Le chef bédouin reconnaît alors en Lawrence l’homme exceptionnel capable de changer le destin des siens et de les libérer du joug ottoman. Dans la nuit, il se saisit de son uniforme et le jette au feu. Le lendemain, il lui offre une tunique blanche, ample et légère. Lawrence n’est plus un officier anglais ; il est devenu le leader de la révolte arabe.
Auréolé de la grâce de son exploit, Lawrence ose l’impossible : il affronte le désert interdit, dit au roi qu’il est un grand roi, apaise les rivalités tribales, invente la guérilla contre les Turcs et finalement conduit les Arabes à la victoire. Un journaliste américain de passage découvre le héros britannique aux amples vêtements qui galvanise l’ardeur guerrière des Bédouins, promène son spectre blanc d’un bout à l’autre de la zone des combats avant de disparaître pour ne pas participer aux pillages. Le gratte-papier tient un scoop facile et Lawrence est célébré malgré lui dans les tabloïds new-yorkais. Mais à peine entre-t-il dans sa légende que le héros est déjà perdu. C’est la descente aux enfers…

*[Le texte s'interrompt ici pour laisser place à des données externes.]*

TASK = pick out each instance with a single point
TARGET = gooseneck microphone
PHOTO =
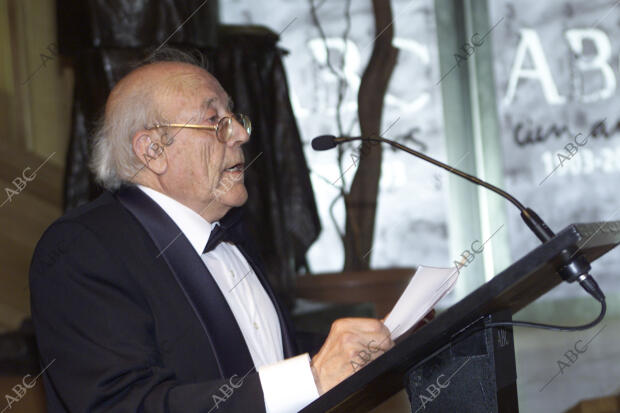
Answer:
(575, 265)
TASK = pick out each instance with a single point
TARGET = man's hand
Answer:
(351, 342)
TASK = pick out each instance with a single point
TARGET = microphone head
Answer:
(323, 142)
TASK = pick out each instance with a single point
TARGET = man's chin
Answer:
(235, 198)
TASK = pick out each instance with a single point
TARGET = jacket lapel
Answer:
(195, 280)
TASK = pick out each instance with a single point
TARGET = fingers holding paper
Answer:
(351, 344)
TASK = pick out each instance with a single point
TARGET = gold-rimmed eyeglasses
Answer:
(224, 130)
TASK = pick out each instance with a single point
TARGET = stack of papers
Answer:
(426, 288)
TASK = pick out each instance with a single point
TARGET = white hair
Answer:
(113, 161)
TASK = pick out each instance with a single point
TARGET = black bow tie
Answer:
(225, 231)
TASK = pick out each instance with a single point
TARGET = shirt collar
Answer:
(195, 228)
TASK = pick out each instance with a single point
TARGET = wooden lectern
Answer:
(454, 363)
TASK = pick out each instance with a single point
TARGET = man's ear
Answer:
(150, 152)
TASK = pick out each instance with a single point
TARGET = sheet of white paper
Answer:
(426, 288)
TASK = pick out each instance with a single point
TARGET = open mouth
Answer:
(235, 168)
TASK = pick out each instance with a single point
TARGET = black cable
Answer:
(550, 326)
(467, 331)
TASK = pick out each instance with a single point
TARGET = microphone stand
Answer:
(575, 266)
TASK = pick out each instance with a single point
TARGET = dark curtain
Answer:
(105, 38)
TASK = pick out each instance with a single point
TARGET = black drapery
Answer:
(104, 38)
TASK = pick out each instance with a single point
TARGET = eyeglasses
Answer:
(224, 130)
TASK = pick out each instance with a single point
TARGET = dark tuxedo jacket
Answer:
(131, 318)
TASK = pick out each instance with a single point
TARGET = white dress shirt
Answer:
(288, 385)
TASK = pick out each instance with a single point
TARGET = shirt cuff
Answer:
(288, 386)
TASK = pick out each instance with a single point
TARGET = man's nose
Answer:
(240, 135)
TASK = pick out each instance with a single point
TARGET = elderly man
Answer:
(150, 299)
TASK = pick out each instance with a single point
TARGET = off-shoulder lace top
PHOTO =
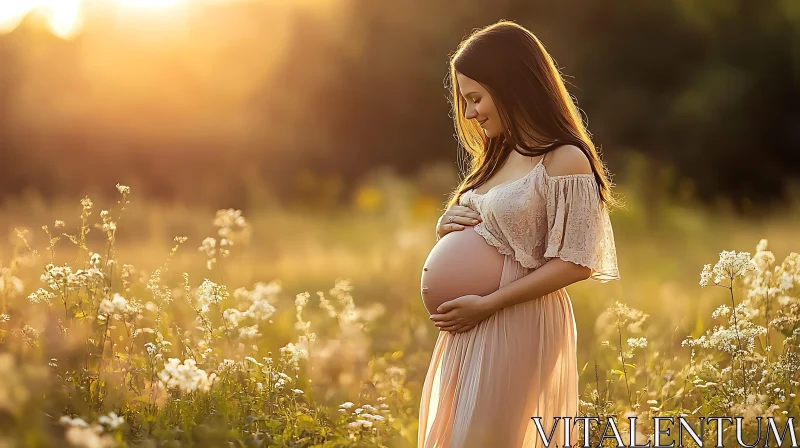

Dans sa part d’ombre, l’homme est tourmenté. La nuit, ses cauchemars le hantent et l’obscurité défait l’épopée du jour. La bascule se fait en une séquence. Sous le soleil, dans un acte de bravoure insensé, Lawrence avait arraché son serviteur au désert, donc à la mort ; sous la lune, il est contraint d’exécuter de sa main un voleur qui se trouve être celui-là même qu’il avait sauvé. « C’est la loi du désert », disent les Bédouins. Dieu reprend ce que Lawrence avait eu l’insolence de lui enlever. Celui-ci a perdu son défi. Alors ce qui était écrit depuis le début reprend son cours. Le destin se renverse.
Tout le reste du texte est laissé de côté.